I believe I have discovered what it going on. I asked about this weird behaviour in the Excel developers forum over at MSDN and was told that Office 2010 can be downloaded as a try and then buy package from the MS website. Users are encouraged to use the new MS Click To Run (CTR) technology that installs Office 2010 in a virtual environment so that it can be installed side-by-side with an existing (earlier) version of Office. In fact, the majority of users who download the try / buy version will likely install using CTR as MS have burried the details of how to install it as a regular msi based installation.
On a CTR install of Office 2010, the following registry key is NOT created:
SOFTWARE\Microsoft\Office\14.0\Excel\InstallRoot\Path
Instead, we are supposed to check if there is a virtual installation by looking for the following key:
HKEY_LOCAL_MACHINE\Software\Microsoft\Office\14.0\Common\InstallRoot\Virtual\VirtualExcel
I imagine that it will be the following for Office 2012:
HKEY_LOCAL_MACHINE\Software\Microsoft\Office\15.0\Common\InstallRoot\Virtual\VirtualExcel
BTW: For Outlook, the key is:
HKEY_LOCAL_MACHINE\Software\Microsoft\Office\14.0\Common\InstallRoot\Virtual\VirtualOutlook
I imagine the same goes for the other components of Office like Word and PP.
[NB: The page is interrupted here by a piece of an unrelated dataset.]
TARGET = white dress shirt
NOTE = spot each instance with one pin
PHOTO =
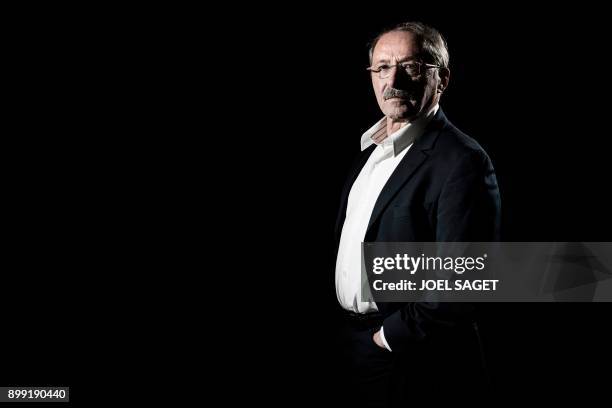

Hopefully you'll be able to address this in a future release of AI as it seems like this will be a popular way of installing Office in the future.
The folks at MSDN pointed me to this link about detecting if Outlook was installed virtually:
http://msdn.microsoft.com/en-us/library/ff522355.aspx
To check whether Outlook was delivered by Click-to-Run on a client computer
Verify whether the VirtualOutlook key exists in the following location in the Windows registry:
HKEY_LOCAL_MACHINE\Software\Microsoft\Office\14.0\Common\InstallRoot\Virtual\VirtualOutlook
The VirtualOutlook key is a REG_SZ value that contains the culture tag of the installed product language, such as "en-us".